Tomaniens Frauen feiern Hexenfest

Propagandaverführer Ganterich sieht Aufbegehren gegen die natürliche Ordnung.

hexenfestGraufels – Am 30.April feiert man am Hexenplatz in der Nähe von Grauenfels im Graugau das Hexenfest. Jahr für Jahr strömen an diesem Tag die Volksgenossinnen aus allen Gauen und Ortschaften zum Hexenplatz bei Grauenfels.
Bei diesem Fest sind Hexer, also Männer, nicht willkommen. Es handelt sich ausschließlich um ein Fest der Frauen.

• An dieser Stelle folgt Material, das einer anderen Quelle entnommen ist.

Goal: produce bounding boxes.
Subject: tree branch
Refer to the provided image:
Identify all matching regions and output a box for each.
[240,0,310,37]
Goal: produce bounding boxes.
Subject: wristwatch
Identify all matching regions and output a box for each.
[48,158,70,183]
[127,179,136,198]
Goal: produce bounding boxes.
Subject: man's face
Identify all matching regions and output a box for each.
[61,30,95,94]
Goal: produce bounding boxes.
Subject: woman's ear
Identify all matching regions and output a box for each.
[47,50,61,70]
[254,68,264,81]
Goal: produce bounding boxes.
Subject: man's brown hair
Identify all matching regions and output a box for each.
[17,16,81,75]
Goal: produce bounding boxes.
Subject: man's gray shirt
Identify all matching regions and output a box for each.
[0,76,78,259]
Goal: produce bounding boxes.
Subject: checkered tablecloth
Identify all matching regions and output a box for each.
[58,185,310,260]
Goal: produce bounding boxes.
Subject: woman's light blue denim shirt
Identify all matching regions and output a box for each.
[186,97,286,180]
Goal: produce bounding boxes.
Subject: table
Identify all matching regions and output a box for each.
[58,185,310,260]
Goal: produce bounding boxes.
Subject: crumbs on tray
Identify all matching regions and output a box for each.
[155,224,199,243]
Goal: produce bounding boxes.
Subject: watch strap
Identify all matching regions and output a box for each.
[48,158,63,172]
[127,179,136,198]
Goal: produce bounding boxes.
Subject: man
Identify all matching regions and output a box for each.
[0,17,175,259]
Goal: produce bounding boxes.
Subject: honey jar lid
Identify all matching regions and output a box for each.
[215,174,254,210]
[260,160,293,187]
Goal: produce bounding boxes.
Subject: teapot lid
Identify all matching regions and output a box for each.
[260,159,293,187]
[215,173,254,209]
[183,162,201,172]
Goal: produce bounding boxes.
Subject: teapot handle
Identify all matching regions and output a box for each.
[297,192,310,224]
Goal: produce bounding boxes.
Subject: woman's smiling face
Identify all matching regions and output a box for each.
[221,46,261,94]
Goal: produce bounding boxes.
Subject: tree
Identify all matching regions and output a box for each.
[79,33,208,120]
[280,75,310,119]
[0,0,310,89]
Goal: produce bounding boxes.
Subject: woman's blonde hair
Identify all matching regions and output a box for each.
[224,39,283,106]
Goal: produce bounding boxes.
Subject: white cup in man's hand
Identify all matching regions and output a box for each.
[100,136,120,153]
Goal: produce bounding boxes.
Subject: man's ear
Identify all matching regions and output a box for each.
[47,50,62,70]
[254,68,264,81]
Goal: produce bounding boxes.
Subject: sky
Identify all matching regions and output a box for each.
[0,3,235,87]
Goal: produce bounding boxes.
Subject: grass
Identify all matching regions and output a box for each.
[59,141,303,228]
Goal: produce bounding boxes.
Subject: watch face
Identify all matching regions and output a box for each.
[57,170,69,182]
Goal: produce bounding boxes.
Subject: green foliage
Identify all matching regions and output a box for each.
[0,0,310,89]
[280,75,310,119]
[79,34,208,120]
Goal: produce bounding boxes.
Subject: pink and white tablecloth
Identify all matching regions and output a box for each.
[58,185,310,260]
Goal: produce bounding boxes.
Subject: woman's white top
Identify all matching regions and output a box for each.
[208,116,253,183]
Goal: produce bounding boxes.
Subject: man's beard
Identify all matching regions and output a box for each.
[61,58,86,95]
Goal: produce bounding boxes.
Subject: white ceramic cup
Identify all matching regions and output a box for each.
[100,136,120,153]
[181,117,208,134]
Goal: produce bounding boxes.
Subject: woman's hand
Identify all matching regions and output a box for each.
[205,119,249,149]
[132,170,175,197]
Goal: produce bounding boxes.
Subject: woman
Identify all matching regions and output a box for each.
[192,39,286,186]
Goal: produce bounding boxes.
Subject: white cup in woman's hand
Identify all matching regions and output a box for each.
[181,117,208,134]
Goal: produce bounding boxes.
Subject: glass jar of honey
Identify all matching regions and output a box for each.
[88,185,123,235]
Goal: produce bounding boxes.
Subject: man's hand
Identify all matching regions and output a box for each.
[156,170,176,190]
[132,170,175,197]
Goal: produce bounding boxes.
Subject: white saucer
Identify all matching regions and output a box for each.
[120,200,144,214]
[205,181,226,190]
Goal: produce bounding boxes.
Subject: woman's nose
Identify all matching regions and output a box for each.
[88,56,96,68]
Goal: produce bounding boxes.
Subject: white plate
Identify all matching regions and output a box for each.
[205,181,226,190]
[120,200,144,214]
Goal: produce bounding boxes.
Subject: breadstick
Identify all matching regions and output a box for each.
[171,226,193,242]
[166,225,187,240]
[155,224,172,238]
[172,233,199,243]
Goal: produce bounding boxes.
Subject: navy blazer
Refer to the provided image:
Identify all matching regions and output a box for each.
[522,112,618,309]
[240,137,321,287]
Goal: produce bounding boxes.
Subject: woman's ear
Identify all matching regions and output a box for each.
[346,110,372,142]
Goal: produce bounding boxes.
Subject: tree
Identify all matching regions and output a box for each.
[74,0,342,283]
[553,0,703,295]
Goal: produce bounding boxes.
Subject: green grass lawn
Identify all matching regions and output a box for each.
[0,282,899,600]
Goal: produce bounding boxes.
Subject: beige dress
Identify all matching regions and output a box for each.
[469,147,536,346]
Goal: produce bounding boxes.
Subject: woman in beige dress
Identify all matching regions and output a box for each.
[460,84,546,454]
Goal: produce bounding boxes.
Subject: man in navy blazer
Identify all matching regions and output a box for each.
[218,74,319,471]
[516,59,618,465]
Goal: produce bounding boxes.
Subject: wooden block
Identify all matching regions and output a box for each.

Der Überlieferung zufolge geht der Hexentag auf uralte Bräuche zurück, Am Abend des 30. April sollen die Hexen zum Hexenplatz geritten sein, um sich dort am Feuer mit dem Teufel zu paaren. In Stimmung für das erotische Vergnügen brachten sich die Hexen Legenden zufolge mit einer aus Misteln, Johanniskraut, Stechapfel, Tollkirsche und anderen „magischen“ Zutaten hergestellten Salbe, mit der sie auch ihre Fluggeräte einrieben. Unterwegs verhexten sie alles, was ihnen in die Quere kam.
Mit dem Teufel hat man es beim tomanischen Hexentag nicht, denn wie schon erwähnt, sind männliche Wesen beim Hexenfest unerwünscht.
Es wir gemunkelt, dass bei diesem Fest die Oberhexe auserkoren wird, welche die Schar der Hexe bis zum nächsten Hexenfest führen soll.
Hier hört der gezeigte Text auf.